I hesitate to rant about it - especially with the experience of race director at Lake Ahquabi. It's difficult for me to believe that I was ahead of him by 2:30 at the 1/2 way point, and he somehow managed to make up the 2:30 and then 6:05 on top of that to outride me by a full 8:35 on the last two laps - especially when I rode the final two laps faster than my first two laps. The Race Director claimed that our third lap time actually was two laps together. Mine read 46:55 which would be consistent that my laps were averaging 23 and change. The guy who got bumped up to second place above me had a third lap reading of 36:20 (which, according to the race director's explanation of the reason the third lap read with such a high number from everyone, means he turned two laps averaging 18:10 after his first two laps of 25.XX and change).

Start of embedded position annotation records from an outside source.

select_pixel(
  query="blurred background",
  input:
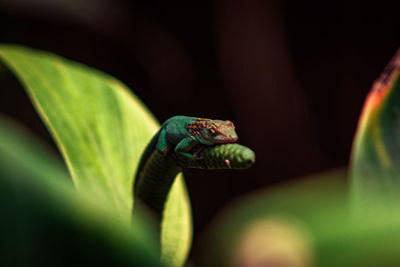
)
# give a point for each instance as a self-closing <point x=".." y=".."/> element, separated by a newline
<point x="291" y="75"/>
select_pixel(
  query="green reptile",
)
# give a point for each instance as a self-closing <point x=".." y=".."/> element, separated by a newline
<point x="186" y="142"/>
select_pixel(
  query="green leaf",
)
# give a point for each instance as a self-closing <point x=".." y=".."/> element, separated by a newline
<point x="45" y="222"/>
<point x="375" y="164"/>
<point x="306" y="223"/>
<point x="101" y="130"/>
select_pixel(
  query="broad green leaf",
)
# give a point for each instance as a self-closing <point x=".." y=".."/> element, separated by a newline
<point x="375" y="160"/>
<point x="306" y="223"/>
<point x="101" y="130"/>
<point x="45" y="222"/>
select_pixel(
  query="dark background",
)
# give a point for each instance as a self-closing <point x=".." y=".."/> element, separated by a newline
<point x="291" y="75"/>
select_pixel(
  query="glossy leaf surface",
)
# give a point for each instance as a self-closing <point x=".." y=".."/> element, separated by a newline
<point x="45" y="222"/>
<point x="375" y="164"/>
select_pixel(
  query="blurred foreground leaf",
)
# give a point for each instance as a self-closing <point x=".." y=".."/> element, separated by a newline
<point x="101" y="130"/>
<point x="45" y="222"/>
<point x="306" y="223"/>
<point x="375" y="160"/>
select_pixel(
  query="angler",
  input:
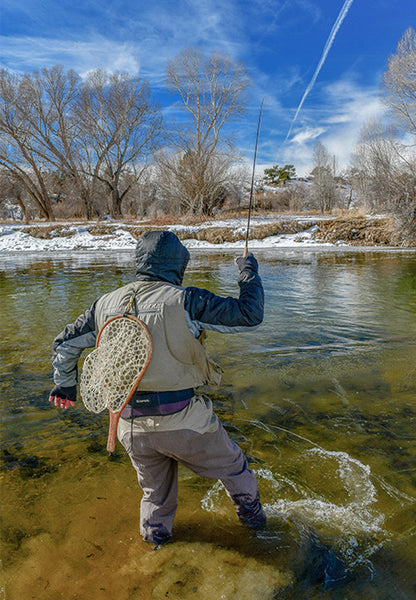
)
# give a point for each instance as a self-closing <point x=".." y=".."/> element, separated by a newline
<point x="167" y="421"/>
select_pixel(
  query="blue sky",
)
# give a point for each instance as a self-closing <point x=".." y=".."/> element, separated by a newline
<point x="282" y="43"/>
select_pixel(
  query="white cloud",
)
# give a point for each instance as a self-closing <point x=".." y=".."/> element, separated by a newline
<point x="344" y="108"/>
<point x="308" y="134"/>
<point x="82" y="56"/>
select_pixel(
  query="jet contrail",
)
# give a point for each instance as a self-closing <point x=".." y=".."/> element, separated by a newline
<point x="343" y="13"/>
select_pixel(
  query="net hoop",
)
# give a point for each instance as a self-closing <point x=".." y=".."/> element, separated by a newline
<point x="114" y="369"/>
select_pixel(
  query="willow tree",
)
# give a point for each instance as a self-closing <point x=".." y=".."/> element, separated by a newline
<point x="213" y="93"/>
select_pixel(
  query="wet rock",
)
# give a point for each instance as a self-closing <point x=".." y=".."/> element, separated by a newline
<point x="28" y="466"/>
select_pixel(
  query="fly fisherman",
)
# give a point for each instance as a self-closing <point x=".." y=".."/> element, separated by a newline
<point x="166" y="421"/>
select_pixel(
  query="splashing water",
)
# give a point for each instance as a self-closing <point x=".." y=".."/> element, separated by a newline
<point x="332" y="500"/>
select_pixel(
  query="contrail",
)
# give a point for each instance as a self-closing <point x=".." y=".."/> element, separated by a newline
<point x="343" y="13"/>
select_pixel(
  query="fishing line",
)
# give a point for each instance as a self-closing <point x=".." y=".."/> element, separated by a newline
<point x="252" y="180"/>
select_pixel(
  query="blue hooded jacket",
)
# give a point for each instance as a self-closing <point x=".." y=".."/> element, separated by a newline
<point x="160" y="256"/>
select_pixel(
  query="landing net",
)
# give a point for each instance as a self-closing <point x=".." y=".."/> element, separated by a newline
<point x="112" y="371"/>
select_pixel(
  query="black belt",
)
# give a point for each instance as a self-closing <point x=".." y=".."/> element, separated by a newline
<point x="152" y="399"/>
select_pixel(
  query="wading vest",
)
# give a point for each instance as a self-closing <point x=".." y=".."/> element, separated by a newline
<point x="179" y="360"/>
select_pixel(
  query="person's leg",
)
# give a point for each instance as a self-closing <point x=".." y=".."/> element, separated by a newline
<point x="157" y="475"/>
<point x="216" y="456"/>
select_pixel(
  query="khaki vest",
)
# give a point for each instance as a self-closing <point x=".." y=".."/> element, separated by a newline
<point x="179" y="360"/>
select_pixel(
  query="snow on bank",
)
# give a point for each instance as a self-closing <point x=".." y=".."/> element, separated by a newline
<point x="14" y="238"/>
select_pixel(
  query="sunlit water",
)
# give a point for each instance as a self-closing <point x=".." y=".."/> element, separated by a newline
<point x="321" y="398"/>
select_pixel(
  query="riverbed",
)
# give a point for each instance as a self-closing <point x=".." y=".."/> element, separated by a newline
<point x="321" y="398"/>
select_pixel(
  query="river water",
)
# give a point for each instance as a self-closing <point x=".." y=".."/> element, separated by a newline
<point x="321" y="398"/>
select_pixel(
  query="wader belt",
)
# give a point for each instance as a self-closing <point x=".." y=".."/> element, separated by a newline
<point x="146" y="404"/>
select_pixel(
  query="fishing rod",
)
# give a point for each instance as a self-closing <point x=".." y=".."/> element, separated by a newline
<point x="252" y="180"/>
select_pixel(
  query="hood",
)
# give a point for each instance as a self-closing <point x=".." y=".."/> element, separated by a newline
<point x="160" y="256"/>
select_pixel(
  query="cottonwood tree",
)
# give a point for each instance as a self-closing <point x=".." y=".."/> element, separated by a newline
<point x="386" y="176"/>
<point x="399" y="83"/>
<point x="276" y="175"/>
<point x="399" y="94"/>
<point x="20" y="152"/>
<point x="213" y="91"/>
<point x="323" y="185"/>
<point x="121" y="126"/>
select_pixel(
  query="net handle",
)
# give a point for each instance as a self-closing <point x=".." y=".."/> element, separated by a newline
<point x="115" y="415"/>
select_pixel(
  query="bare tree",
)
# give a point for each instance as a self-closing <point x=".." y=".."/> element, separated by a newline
<point x="323" y="185"/>
<point x="399" y="82"/>
<point x="19" y="151"/>
<point x="213" y="90"/>
<point x="121" y="126"/>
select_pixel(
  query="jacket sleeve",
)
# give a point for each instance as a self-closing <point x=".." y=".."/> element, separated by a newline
<point x="227" y="314"/>
<point x="68" y="347"/>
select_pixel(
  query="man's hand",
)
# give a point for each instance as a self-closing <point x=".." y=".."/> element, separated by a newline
<point x="247" y="262"/>
<point x="63" y="396"/>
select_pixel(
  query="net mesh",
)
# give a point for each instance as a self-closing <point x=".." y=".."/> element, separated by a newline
<point x="112" y="370"/>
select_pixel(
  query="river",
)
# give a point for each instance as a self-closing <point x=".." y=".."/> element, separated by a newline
<point x="321" y="398"/>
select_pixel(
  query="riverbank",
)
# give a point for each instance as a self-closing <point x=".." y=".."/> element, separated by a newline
<point x="266" y="231"/>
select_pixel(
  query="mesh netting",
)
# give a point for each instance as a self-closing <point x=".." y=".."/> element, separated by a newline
<point x="112" y="370"/>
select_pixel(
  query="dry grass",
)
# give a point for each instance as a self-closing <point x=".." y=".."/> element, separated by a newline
<point x="48" y="232"/>
<point x="353" y="229"/>
<point x="357" y="231"/>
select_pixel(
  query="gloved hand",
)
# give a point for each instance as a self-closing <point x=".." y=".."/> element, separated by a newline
<point x="244" y="262"/>
<point x="63" y="396"/>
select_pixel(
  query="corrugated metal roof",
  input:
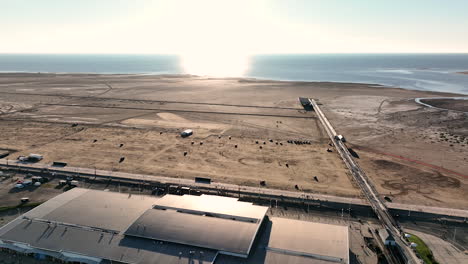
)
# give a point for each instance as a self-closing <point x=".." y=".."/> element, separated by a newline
<point x="228" y="236"/>
<point x="214" y="204"/>
<point x="278" y="258"/>
<point x="103" y="245"/>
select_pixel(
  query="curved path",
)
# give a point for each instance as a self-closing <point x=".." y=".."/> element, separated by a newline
<point x="418" y="100"/>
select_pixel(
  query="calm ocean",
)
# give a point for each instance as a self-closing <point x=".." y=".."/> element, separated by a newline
<point x="435" y="72"/>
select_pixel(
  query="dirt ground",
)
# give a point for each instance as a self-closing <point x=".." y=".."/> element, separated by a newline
<point x="84" y="119"/>
<point x="459" y="105"/>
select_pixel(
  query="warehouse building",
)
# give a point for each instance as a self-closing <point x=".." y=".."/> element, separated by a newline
<point x="90" y="226"/>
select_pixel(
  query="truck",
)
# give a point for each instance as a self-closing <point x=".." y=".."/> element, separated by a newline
<point x="340" y="138"/>
<point x="186" y="133"/>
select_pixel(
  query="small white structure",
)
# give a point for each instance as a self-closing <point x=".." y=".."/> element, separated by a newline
<point x="386" y="237"/>
<point x="340" y="138"/>
<point x="35" y="157"/>
<point x="74" y="183"/>
<point x="186" y="133"/>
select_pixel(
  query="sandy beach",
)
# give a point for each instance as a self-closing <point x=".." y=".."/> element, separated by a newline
<point x="413" y="154"/>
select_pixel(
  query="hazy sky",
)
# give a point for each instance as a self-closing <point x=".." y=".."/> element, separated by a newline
<point x="235" y="27"/>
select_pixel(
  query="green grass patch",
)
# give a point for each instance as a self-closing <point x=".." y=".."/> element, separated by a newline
<point x="424" y="252"/>
<point x="22" y="205"/>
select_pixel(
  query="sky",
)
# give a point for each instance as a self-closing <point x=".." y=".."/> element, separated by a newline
<point x="233" y="27"/>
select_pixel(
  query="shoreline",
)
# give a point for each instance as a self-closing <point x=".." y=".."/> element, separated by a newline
<point x="240" y="79"/>
<point x="95" y="120"/>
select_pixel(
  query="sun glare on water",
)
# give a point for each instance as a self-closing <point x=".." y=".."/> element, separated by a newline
<point x="217" y="64"/>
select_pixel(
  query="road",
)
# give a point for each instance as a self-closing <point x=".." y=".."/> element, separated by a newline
<point x="367" y="188"/>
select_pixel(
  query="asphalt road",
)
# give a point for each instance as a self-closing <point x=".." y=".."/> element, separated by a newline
<point x="369" y="191"/>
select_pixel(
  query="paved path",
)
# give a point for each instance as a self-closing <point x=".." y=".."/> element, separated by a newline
<point x="443" y="251"/>
<point x="231" y="187"/>
<point x="368" y="189"/>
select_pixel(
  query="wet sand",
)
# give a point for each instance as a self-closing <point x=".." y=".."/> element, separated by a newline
<point x="413" y="153"/>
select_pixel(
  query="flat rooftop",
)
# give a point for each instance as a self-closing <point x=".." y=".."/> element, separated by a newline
<point x="225" y="235"/>
<point x="83" y="224"/>
<point x="307" y="242"/>
<point x="216" y="205"/>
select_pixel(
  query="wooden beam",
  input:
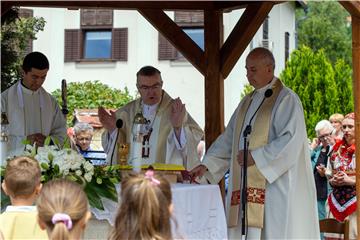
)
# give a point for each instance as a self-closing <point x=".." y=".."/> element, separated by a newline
<point x="353" y="7"/>
<point x="214" y="82"/>
<point x="182" y="42"/>
<point x="356" y="90"/>
<point x="164" y="5"/>
<point x="242" y="34"/>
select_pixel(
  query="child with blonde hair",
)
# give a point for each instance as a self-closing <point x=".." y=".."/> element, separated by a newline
<point x="145" y="209"/>
<point x="22" y="184"/>
<point x="63" y="209"/>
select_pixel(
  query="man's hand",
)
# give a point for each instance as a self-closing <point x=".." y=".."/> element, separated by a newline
<point x="37" y="138"/>
<point x="107" y="119"/>
<point x="240" y="158"/>
<point x="198" y="171"/>
<point x="177" y="113"/>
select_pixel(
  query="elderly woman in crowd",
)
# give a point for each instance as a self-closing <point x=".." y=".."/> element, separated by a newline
<point x="336" y="120"/>
<point x="341" y="172"/>
<point x="83" y="133"/>
<point x="319" y="158"/>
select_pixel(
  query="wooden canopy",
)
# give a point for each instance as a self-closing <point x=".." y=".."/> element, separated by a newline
<point x="219" y="57"/>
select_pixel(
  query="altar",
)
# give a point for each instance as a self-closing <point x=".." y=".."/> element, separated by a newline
<point x="198" y="211"/>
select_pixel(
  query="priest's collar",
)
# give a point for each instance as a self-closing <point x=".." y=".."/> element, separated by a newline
<point x="150" y="109"/>
<point x="21" y="89"/>
<point x="266" y="87"/>
<point x="27" y="90"/>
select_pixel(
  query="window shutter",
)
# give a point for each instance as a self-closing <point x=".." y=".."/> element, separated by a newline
<point x="120" y="44"/>
<point x="189" y="18"/>
<point x="72" y="45"/>
<point x="27" y="13"/>
<point x="166" y="50"/>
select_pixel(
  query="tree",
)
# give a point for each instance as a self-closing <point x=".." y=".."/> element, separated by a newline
<point x="15" y="35"/>
<point x="91" y="95"/>
<point x="326" y="26"/>
<point x="321" y="89"/>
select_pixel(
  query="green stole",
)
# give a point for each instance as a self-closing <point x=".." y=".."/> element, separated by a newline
<point x="255" y="180"/>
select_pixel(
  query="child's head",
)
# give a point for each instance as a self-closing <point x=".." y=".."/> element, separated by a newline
<point x="145" y="208"/>
<point x="63" y="209"/>
<point x="22" y="178"/>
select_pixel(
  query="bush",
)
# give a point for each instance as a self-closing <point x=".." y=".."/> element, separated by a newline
<point x="91" y="95"/>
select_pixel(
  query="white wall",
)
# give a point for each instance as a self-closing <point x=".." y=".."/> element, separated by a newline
<point x="180" y="78"/>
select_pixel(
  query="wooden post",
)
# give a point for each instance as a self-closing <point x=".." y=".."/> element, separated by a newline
<point x="214" y="82"/>
<point x="356" y="90"/>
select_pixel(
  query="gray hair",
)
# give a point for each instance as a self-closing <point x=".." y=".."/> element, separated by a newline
<point x="82" y="127"/>
<point x="323" y="124"/>
<point x="263" y="53"/>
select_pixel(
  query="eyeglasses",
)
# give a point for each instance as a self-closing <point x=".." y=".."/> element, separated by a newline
<point x="324" y="136"/>
<point x="156" y="86"/>
<point x="347" y="126"/>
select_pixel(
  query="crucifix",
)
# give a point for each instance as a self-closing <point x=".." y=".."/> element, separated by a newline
<point x="146" y="145"/>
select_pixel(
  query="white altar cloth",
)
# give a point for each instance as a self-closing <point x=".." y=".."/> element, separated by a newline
<point x="198" y="210"/>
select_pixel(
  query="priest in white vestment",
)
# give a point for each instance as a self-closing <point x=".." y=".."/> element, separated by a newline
<point x="32" y="112"/>
<point x="281" y="198"/>
<point x="171" y="135"/>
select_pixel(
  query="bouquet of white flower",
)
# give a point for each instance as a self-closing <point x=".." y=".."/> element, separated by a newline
<point x="63" y="162"/>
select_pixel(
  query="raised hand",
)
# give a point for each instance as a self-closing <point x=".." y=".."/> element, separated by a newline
<point x="107" y="119"/>
<point x="177" y="113"/>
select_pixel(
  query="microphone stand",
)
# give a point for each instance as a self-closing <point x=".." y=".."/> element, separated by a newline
<point x="246" y="132"/>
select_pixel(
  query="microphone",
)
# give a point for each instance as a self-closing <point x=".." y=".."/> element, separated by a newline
<point x="119" y="124"/>
<point x="268" y="93"/>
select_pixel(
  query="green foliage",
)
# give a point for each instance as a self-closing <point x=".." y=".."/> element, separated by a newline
<point x="247" y="89"/>
<point x="319" y="87"/>
<point x="325" y="26"/>
<point x="343" y="80"/>
<point x="15" y="36"/>
<point x="91" y="95"/>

NO WAY!!! No CAT II racer - even the overall 1st place winner for all 86 of us turned better than a 19:19 lap on any of the laps. Probably not worth arguing over, but it's no fun being on the short end of an error stick. I guess it will all come out in the wash if it's meant to be - series points be damned whether I got 2nd or 3rd. If the racer in question is at another IMBCS event, I'll pay close attention to our finishing times. ;-]
C'est la vie. It looks like there were a few errors with the chip timing system. Maybe that's pause for concern that the old fashioned way with tear off tags and a finish line chute may be the best "technology" to use.
I stayed for the awards ceremony, had a burger and a brat (I was hungry after 1:33 on the bike at race speed) and watched the CAT 1's race. Kudos to FORC and the event continues to be well attended and a fun one for racers.
Bad weather rolled in as I was packing up and heading out of Moline. Heavy rains and high wind. I finally drove out of the rain, but the wind was really strong out of the south all the way home to Indianola. Made for difficult driving.
After a nice dinner with the family, I did three hours of work to get things ready for taxes. I have to head into today to H&R to get it all going and finished by tomorrow.